ひょっとしてお嬢様は、わたくしがお嬢様の話を聞くなり、また例のごとくに『アホ』だの『節穴』だの『レベルが低い』だの『引っこんでろ』だのと、いいたい放題の無礼な発言をするのではないかと、そう案じていらっしゃるのでございますか」
           「謎解きはディナーのあとで 2」東川篤哉 小学館

 これだけいいたい放題すでに連発しておきながら、今回の執事は前回までとはちょっと違う。だって、
「もはや、お嬢様が沖を悪くするようなことは、いっさい申しません」
 なんて確約してしまっているのだから。
 とはいえ、彼の思うところの罵詈雑言と、受けとめる側の感覚とはちょっと違う……わけで、大富豪の令嬢刑事麗子は、今回も相変わらず、執事である影山にばかにされっぱなしである。
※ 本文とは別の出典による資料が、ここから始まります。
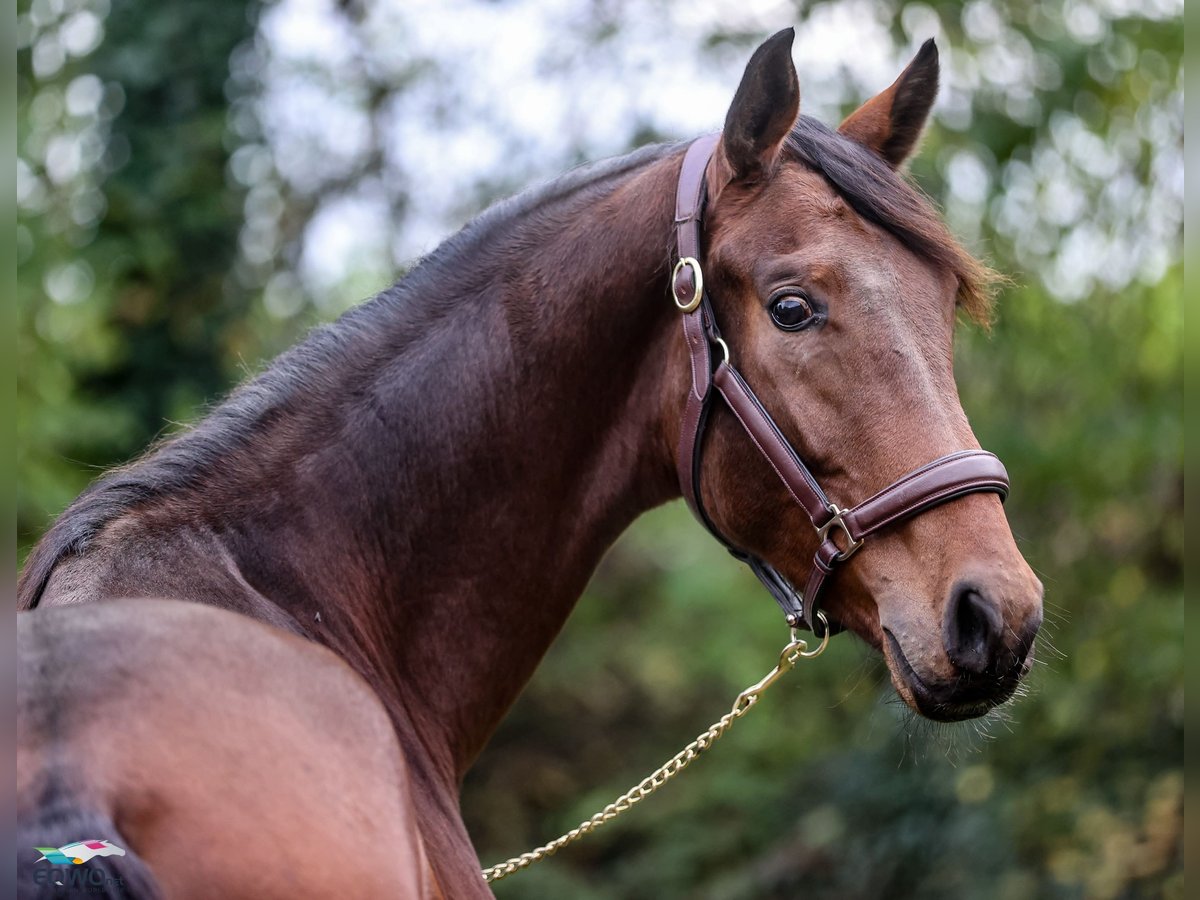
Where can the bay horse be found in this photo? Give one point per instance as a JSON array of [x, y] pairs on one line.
[[375, 541]]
 雪の密室をはじめとした密室アリバイものが多数含まれているこの作品は、「本格ミステリ」といっていいのだろうが……まあ、そんなことは気にせず、お嬢様のダメっぷりと、さらにダメなお嬢様の上司、風祭警部の軽薄ぶり、毒舌ではあるが冴えている執事……の三者の関係を楽しんでもらいたい。
 今回はラストに衝撃的な(?)展開あり。いやはや、これはいったいこの先どうなってしまうのでしょうね。
 深く考えず、ただただ楽しみましょう。

 ちなみに「謎解きはディナーのあとで」は2011年年間売上ナンバー1、「2」はナンバー10……すごい。